Together Linda and I were probably the dorkiest duo to ever make it through
BME. From making jokes about how the L on her shirt didn’t actually stand
for Linda but rather L-type calcium channels, to wanting to get a dog and
name it Matlab, I don’t think that anyone else has ever had more fun studying
for Phys Found. And we had fun celebrating too. Linda had already begun making
plans for Preakness this spring – and would call me in the middle of the night
to tell me about breakthrough ideas like the fact that we should buy plastic
coolers instead of the Styrofoam ones that broke last year. Singing Maroon 5
while driving to Panera will never be the same – though I always had to make
sure to turn up the volume to drown out Linda’s off-key belting. We would always
giggle about working together when we were old and had our own labs, though I
never had the heart to tell her that it wasn’t really co-collaborating that we
would be doing, but rather just collaborating. We were even planning to go to
grad school interviews together to say that we came as a pair and they would
have to take either both of us or neither.

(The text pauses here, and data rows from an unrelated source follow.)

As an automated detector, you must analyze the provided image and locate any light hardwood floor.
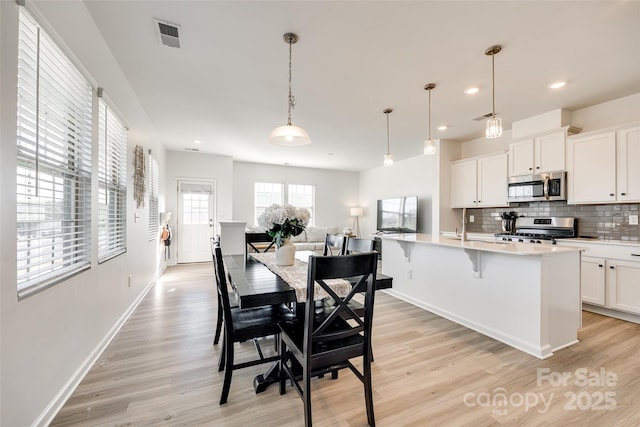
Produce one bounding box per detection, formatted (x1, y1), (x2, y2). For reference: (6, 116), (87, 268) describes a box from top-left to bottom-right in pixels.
(52, 263), (640, 427)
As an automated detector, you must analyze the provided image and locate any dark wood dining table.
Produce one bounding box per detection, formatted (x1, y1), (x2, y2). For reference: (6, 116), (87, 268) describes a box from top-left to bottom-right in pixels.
(223, 251), (393, 393)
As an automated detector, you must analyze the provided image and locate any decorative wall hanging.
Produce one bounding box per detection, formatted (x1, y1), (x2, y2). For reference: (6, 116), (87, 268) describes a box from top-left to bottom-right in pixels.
(133, 145), (145, 208)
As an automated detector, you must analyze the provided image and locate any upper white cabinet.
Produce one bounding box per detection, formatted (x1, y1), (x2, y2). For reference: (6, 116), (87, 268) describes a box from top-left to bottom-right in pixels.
(567, 126), (640, 204)
(451, 153), (509, 208)
(509, 129), (567, 176)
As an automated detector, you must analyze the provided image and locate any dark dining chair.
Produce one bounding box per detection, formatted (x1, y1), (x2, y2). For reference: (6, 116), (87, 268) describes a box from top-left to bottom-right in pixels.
(322, 234), (347, 256)
(279, 252), (378, 426)
(244, 232), (274, 256)
(345, 237), (375, 255)
(209, 236), (239, 345)
(213, 242), (295, 405)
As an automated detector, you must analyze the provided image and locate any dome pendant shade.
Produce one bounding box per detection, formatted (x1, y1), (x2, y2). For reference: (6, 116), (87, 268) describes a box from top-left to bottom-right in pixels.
(484, 45), (502, 139)
(267, 33), (311, 147)
(267, 125), (311, 147)
(486, 117), (502, 138)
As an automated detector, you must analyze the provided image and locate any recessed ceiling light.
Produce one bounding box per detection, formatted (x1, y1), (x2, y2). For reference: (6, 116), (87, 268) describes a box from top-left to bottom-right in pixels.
(548, 82), (567, 89)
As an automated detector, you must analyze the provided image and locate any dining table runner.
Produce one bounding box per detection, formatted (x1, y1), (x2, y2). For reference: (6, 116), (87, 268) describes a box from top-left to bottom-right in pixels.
(249, 252), (351, 302)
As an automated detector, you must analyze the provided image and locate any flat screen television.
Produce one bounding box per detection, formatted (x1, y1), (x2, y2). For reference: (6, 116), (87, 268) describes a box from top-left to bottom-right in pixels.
(377, 196), (418, 233)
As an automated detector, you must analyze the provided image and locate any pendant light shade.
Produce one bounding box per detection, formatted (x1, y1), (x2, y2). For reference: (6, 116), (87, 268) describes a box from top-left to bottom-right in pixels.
(484, 45), (502, 138)
(383, 108), (393, 166)
(267, 33), (311, 147)
(424, 83), (436, 156)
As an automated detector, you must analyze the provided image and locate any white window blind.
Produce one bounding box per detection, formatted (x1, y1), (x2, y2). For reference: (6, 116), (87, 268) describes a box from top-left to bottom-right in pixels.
(16, 8), (92, 298)
(287, 184), (315, 225)
(149, 155), (160, 241)
(98, 99), (127, 262)
(253, 182), (284, 225)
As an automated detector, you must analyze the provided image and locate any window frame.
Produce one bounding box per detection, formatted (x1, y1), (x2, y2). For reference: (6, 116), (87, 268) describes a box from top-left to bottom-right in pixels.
(16, 7), (95, 300)
(97, 98), (128, 264)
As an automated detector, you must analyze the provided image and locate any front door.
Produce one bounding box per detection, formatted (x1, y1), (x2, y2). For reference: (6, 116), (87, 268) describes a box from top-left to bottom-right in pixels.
(176, 180), (215, 263)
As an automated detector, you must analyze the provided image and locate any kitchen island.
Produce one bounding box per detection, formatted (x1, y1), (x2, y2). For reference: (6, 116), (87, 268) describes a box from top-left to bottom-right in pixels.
(381, 234), (582, 359)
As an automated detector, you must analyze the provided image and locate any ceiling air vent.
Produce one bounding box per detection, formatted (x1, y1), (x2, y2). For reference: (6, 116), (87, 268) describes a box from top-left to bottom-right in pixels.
(153, 19), (181, 48)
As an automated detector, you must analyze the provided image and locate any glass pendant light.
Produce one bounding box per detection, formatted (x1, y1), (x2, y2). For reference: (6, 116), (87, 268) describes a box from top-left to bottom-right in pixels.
(484, 45), (502, 138)
(268, 33), (311, 147)
(424, 83), (436, 156)
(383, 108), (393, 166)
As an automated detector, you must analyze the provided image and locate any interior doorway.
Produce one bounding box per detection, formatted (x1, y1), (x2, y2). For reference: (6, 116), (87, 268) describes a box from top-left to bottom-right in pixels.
(176, 180), (216, 264)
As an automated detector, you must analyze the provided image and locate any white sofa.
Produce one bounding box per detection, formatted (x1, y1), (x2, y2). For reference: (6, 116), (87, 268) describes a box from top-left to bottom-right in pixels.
(246, 226), (340, 251)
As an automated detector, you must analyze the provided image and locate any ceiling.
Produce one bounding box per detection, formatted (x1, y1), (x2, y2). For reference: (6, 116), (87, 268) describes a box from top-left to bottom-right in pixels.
(85, 0), (640, 171)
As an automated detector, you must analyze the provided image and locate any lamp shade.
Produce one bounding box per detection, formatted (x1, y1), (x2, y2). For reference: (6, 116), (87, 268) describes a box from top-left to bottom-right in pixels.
(267, 125), (311, 147)
(486, 116), (502, 138)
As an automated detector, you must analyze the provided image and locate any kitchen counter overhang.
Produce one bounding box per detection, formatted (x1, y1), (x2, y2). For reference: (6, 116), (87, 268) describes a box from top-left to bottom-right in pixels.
(382, 234), (582, 359)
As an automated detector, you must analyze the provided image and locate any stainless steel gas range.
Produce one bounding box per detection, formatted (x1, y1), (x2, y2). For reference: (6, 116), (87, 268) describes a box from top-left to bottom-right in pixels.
(496, 216), (578, 245)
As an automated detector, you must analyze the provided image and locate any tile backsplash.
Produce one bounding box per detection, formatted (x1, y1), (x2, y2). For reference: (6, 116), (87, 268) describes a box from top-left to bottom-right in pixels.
(467, 201), (640, 242)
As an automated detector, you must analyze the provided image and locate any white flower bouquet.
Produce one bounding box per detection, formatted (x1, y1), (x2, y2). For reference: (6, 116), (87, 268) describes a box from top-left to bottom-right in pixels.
(258, 204), (309, 248)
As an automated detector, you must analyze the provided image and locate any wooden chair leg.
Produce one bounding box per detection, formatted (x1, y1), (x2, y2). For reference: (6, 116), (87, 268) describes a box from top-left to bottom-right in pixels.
(220, 340), (233, 405)
(218, 340), (227, 372)
(302, 366), (313, 427)
(363, 360), (376, 427)
(213, 307), (222, 345)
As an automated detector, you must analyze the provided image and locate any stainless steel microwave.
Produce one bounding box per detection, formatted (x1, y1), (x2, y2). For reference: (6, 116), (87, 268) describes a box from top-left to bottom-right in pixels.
(507, 171), (567, 202)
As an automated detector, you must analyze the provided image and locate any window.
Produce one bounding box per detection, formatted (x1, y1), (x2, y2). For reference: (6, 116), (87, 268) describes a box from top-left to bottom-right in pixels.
(98, 99), (127, 262)
(254, 182), (315, 225)
(253, 182), (284, 225)
(288, 184), (315, 225)
(16, 8), (92, 298)
(149, 155), (160, 241)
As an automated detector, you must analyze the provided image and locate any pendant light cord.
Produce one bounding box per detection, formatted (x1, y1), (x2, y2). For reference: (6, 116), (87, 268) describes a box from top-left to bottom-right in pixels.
(429, 89), (431, 141)
(287, 40), (296, 126)
(491, 53), (496, 118)
(386, 111), (391, 154)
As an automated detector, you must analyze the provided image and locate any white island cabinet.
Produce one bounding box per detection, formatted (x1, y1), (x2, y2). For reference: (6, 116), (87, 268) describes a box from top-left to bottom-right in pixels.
(382, 234), (582, 359)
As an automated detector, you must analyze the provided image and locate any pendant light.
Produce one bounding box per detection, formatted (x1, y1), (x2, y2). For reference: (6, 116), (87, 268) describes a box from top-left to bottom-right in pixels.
(383, 108), (393, 166)
(424, 83), (436, 156)
(268, 33), (311, 147)
(484, 45), (502, 138)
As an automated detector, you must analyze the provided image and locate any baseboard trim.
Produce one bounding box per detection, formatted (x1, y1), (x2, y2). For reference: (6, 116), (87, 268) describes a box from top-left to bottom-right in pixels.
(32, 266), (166, 427)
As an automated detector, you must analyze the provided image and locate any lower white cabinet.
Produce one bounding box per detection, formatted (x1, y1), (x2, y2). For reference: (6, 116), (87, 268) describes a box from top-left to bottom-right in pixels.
(580, 256), (606, 306)
(574, 243), (640, 314)
(607, 260), (640, 314)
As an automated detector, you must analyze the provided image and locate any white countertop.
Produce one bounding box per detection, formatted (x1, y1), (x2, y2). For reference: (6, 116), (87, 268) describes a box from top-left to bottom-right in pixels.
(380, 233), (584, 255)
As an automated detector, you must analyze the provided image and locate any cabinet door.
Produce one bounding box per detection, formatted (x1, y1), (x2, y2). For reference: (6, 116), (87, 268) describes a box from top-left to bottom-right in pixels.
(478, 153), (509, 206)
(534, 131), (565, 173)
(567, 132), (616, 203)
(509, 138), (533, 176)
(616, 127), (640, 202)
(580, 256), (606, 305)
(451, 160), (477, 208)
(607, 260), (640, 314)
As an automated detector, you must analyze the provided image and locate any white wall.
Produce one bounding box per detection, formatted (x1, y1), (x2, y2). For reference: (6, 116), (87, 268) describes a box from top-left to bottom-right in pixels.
(360, 155), (438, 236)
(165, 151), (233, 264)
(0, 1), (165, 426)
(233, 162), (358, 228)
(461, 93), (640, 159)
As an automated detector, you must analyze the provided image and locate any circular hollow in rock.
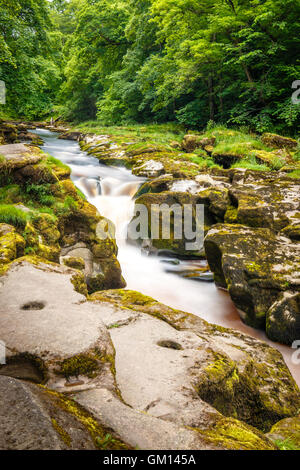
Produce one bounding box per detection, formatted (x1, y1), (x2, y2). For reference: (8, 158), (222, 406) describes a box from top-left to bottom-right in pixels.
(21, 302), (45, 310)
(157, 339), (183, 351)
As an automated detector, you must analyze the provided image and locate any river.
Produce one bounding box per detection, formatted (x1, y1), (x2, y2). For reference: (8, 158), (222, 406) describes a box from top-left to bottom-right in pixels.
(35, 129), (300, 386)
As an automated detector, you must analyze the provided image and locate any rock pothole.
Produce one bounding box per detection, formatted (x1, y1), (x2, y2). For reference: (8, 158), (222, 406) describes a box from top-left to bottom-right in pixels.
(21, 301), (46, 310)
(157, 339), (183, 351)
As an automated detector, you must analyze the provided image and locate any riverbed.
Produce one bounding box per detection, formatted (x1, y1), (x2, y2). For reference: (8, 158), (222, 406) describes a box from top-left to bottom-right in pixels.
(35, 129), (300, 386)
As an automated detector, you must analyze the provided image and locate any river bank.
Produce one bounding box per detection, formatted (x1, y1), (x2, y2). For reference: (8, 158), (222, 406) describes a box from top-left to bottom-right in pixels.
(1, 122), (299, 449)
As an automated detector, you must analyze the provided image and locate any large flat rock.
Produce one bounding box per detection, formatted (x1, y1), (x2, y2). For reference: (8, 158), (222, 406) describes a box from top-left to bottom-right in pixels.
(0, 260), (114, 391)
(0, 144), (43, 170)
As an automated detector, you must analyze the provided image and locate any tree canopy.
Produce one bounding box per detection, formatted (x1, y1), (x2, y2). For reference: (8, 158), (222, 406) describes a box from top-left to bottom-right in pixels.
(0, 0), (300, 133)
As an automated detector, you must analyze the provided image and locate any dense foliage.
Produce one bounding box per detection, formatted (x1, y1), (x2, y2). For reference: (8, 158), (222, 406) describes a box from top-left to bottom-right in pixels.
(0, 0), (300, 133)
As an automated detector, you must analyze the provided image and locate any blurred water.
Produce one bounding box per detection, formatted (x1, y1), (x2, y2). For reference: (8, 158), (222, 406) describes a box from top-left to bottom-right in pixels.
(35, 129), (300, 386)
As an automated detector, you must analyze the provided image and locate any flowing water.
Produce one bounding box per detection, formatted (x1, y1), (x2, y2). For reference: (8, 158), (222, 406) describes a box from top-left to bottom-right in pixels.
(36, 129), (300, 386)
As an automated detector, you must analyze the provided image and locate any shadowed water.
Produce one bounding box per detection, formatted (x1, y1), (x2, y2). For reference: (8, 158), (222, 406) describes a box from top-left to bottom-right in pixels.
(36, 129), (300, 385)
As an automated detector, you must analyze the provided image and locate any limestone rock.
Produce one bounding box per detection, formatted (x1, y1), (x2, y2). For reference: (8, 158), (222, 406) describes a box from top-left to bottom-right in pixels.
(267, 415), (300, 450)
(0, 144), (42, 170)
(205, 224), (300, 344)
(91, 290), (300, 431)
(261, 133), (298, 149)
(0, 376), (128, 450)
(182, 134), (216, 152)
(0, 258), (114, 391)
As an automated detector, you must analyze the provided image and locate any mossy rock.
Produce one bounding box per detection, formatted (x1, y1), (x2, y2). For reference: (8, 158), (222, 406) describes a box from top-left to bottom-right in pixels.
(261, 133), (298, 149)
(0, 224), (25, 264)
(198, 419), (277, 450)
(204, 224), (300, 344)
(267, 415), (300, 450)
(63, 256), (85, 271)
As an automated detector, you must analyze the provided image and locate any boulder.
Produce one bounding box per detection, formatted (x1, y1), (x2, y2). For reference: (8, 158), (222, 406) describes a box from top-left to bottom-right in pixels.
(261, 133), (298, 150)
(225, 178), (300, 233)
(128, 191), (212, 256)
(0, 224), (25, 264)
(89, 290), (300, 432)
(266, 292), (300, 344)
(58, 132), (82, 141)
(0, 257), (115, 392)
(182, 134), (216, 152)
(204, 224), (300, 344)
(267, 415), (300, 450)
(0, 376), (128, 450)
(0, 258), (299, 450)
(0, 144), (42, 171)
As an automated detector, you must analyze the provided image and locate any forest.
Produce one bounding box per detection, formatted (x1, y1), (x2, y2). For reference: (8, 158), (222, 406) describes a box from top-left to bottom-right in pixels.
(0, 0), (300, 136)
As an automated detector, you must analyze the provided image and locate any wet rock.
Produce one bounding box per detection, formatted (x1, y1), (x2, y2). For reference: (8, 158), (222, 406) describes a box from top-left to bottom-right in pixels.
(225, 179), (300, 232)
(0, 121), (18, 144)
(261, 133), (298, 149)
(0, 258), (115, 391)
(58, 132), (82, 141)
(182, 134), (216, 152)
(0, 144), (42, 171)
(0, 224), (25, 264)
(128, 191), (212, 256)
(266, 292), (300, 344)
(267, 415), (300, 450)
(0, 377), (128, 450)
(133, 160), (164, 178)
(91, 290), (300, 432)
(205, 224), (300, 344)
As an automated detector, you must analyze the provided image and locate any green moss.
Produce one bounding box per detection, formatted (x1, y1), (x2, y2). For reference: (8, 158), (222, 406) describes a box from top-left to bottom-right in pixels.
(0, 204), (29, 229)
(275, 439), (300, 450)
(57, 354), (100, 378)
(289, 169), (300, 178)
(51, 418), (72, 447)
(63, 257), (85, 270)
(197, 418), (276, 450)
(42, 387), (130, 450)
(71, 272), (88, 297)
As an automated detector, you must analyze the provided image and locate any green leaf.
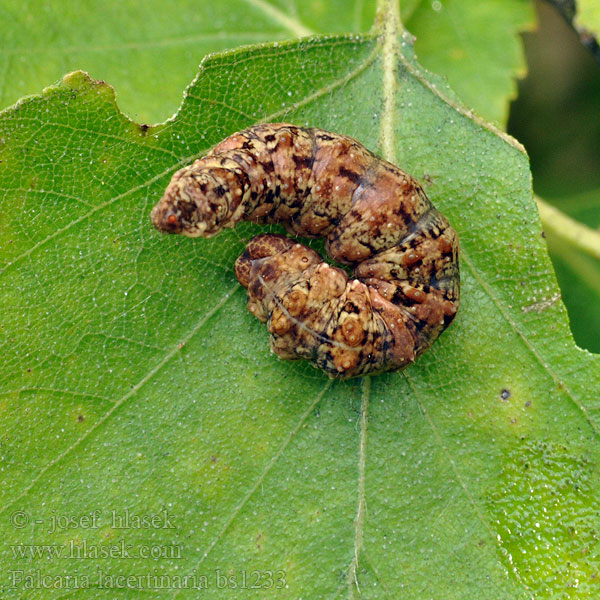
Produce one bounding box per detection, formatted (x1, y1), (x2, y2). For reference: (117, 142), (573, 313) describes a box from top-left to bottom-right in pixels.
(0, 4), (600, 600)
(0, 0), (375, 123)
(546, 189), (600, 352)
(0, 0), (534, 126)
(573, 0), (600, 38)
(402, 0), (535, 128)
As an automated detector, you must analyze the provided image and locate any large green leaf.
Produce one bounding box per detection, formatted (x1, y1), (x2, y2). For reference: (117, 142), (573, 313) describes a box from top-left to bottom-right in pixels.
(0, 0), (533, 125)
(0, 5), (600, 600)
(402, 0), (535, 127)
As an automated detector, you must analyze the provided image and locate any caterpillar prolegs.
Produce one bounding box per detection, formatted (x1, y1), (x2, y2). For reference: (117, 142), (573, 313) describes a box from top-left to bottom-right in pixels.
(152, 123), (459, 378)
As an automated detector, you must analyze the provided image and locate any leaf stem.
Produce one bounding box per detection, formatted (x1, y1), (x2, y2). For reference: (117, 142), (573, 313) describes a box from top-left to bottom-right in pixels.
(535, 196), (600, 260)
(377, 0), (402, 162)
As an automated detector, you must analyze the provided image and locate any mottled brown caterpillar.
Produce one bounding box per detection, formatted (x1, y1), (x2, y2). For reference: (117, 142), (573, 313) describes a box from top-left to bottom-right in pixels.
(152, 123), (459, 378)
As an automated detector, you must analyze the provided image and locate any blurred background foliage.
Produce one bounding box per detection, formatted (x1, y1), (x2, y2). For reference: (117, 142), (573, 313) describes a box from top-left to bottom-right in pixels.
(508, 0), (600, 352)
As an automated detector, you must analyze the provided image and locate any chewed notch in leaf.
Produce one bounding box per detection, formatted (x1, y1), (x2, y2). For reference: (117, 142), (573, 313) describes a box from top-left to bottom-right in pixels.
(152, 123), (459, 378)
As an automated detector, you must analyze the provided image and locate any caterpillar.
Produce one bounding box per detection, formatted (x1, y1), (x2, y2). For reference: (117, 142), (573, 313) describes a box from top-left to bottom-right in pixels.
(152, 123), (460, 378)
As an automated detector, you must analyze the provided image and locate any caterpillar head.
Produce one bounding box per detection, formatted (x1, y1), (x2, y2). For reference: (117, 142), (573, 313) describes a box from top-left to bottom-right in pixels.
(151, 159), (244, 237)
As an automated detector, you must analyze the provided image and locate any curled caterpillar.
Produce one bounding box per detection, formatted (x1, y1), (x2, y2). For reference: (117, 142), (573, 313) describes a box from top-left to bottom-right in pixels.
(152, 123), (459, 378)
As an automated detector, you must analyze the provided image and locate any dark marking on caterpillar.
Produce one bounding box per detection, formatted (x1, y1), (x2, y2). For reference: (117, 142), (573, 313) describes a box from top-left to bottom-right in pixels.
(152, 123), (460, 378)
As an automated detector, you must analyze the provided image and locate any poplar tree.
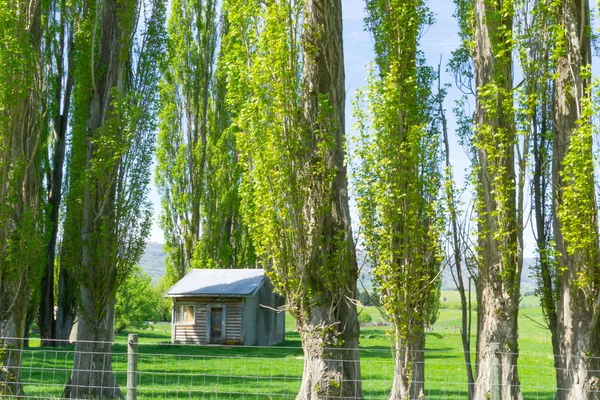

When Linda came back from her Vredenburg scholarship volunteering at an AIDS
hospice in Vietnam this summer, we had one of those ‘what should I do with my
future talks’ where she explained to me that she really wanted to spend her life
making a difference in the world. She continued, however, that she was so
overwhelmed by all of the suffering she had seen that she couldn’t even fathom
where to start.
Well, Linda, I didn’t tell you this at the time, but looking at all of these people
that have come together here today, it is so clear that you already had made a
difference in each and every one of our worlds. So, Linda, thanks for being such
a great friend to me through the years. Thanks for letting me be myself, thanks
for making me smile each day, thanks for dreaming big with me. I wouldn’t be the
person that I am today if it wasn’t for you, and I will miss you now and forever.